Since the JOBS Act was signed into law almost a year ago, a vigorous debate about the merits of crowdfunding has occurred. There are scores of crowdfunding advocates and entrepreneurs poised to jump into this emerging marketplace as soon as the final rules and regulations are finished, but there are crowdfunding detractors as well who caution that this will be a fraught process.
Steven Rattner, founder of the private equity firm Quadrangle Group, announced that he is no fan of the JOBS Act in the New York Times earlier this week. Mr. Rattner takes issue with many of the JOBS Act's provisions, but singles out the section of the bill commonly referred to as the Title III crowdfunding provisions as particularly troubling. His concerns reflect a misunderstanding of the emerging investment crowdfunding space. I do hope those misunderstandings are quickly resolved so everyone understands that these changes to securities law, if properly executed, are filled with more promise than peril.
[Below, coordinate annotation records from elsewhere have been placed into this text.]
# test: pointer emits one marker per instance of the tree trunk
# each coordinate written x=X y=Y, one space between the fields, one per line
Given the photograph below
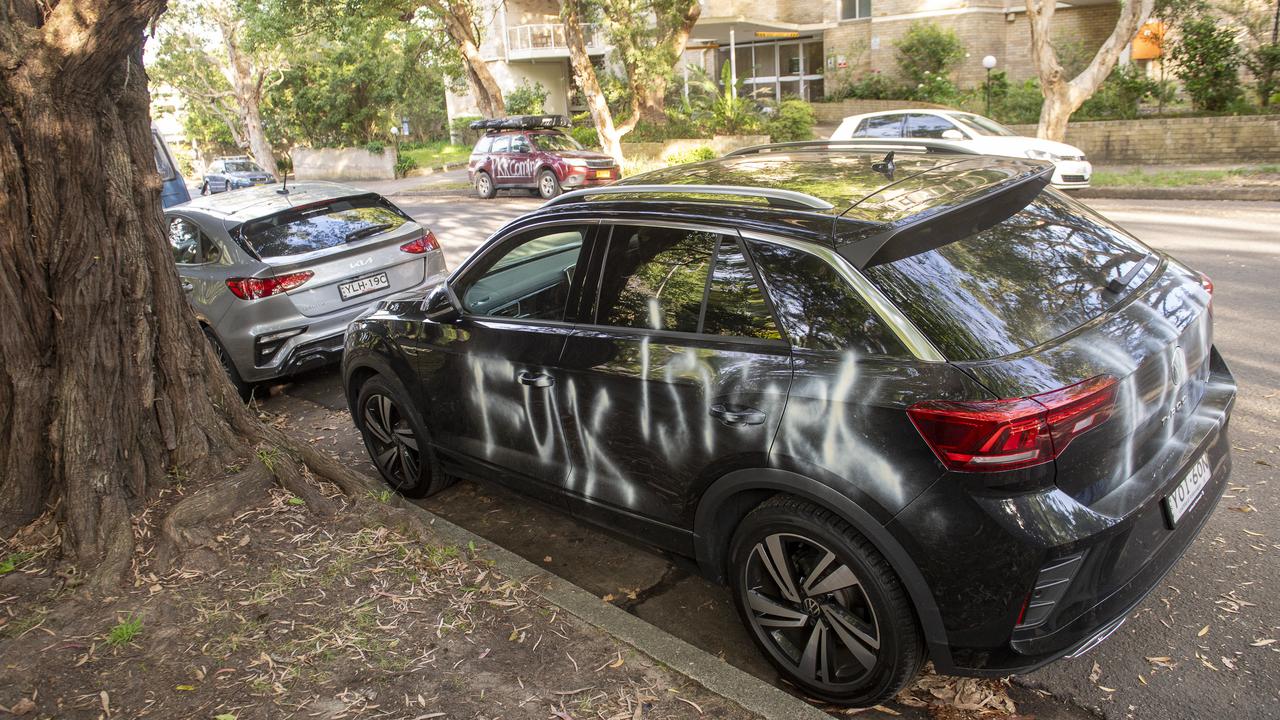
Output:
x=247 y=83
x=458 y=23
x=584 y=73
x=1064 y=96
x=108 y=386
Mr. Rattner's first mistake with regard to Title III crowdfunding provisions is the assertion that the JOBS Act is not about employment but rather about loosening the securities laws. While we can debate whether bringing millions of small companies within the domain of S.E.C. regulation really constitutes a "loosening" of the law, it is not up for debate that small and medium businesses are the primary driver of job growth in this country and that they need capital to thrive.
Traditionally, this capital came in the form of bank loans and other institutional forms of investment. Unfortunately, access to this type of capital has diminished for most small businesses, creating a need for alternative sources of funding. Among those alternative sources of funding is investment crowdfunding. While it remains to be seen how effective crowdfunding will be in addressing the need for capital, the logical connection between job creation and investment crowdfunding is clear.
There was also an unfortunate mischaracterization of the type of companies that will participate in crowdfunding. Mr Rattner dismissed them all as "small startups with no track records" as opposed to the "big corporations like Wal-Mart and Exxon" he presumably approves of. While some crowdfunding advocates justify investment crowdfunding with the promise of being able to invest in the next Facebook, high-tech startups are not the only type of company that can or will participate. All types of small and medium sized companies, from small manufacturers to the local coffee shop will be able to utilize crowdfunding.
Concern about the size and age of the companies expected to seek crowdfunding could be dismissed as Wall Street snobbery against Main Street, but that characterization would be unfair. Rather, Mr. Rattner's concern appears to be that investors are going to lack sufficient information about these companies to make an informed investment decision. This is not necessarily the case.
First and most importantly, the S.E.C. can and should mandate robust disclosure on the part of companies seeking crowdfunding. This disclosure of the company's status and prospects will allow investors to make an informed decision and become more sophisticated stewards of their financial future. Second, to the extent investors invest in local companies or companies that they have an affinity for they may be in a position to know a fair amount about the company based on their interactions with it. Finally, let's not forget that investors, including sophisticated investors, often don't know that much about the large companies Mr. Rattner seems to trust. Just ask the investors in Enron and MCI Worldcom.
Crowdfunding, like every other type of investment, is not without risk (though contra Rattner, not as risky as playing the lottery). Crowdfunding also provides significant promise for both the small- and medium-sized companies seeking the capital they need to remain the engine of American job creation. It also gives investors an opportunity to support the companies they care about and a chance to make a reasonable return. If done right, crowdfunding can make a significant and positive impact on the American economic landscape; hopefully financial and investment experts like Rattner will bring their considerable experience to help ensure this happens.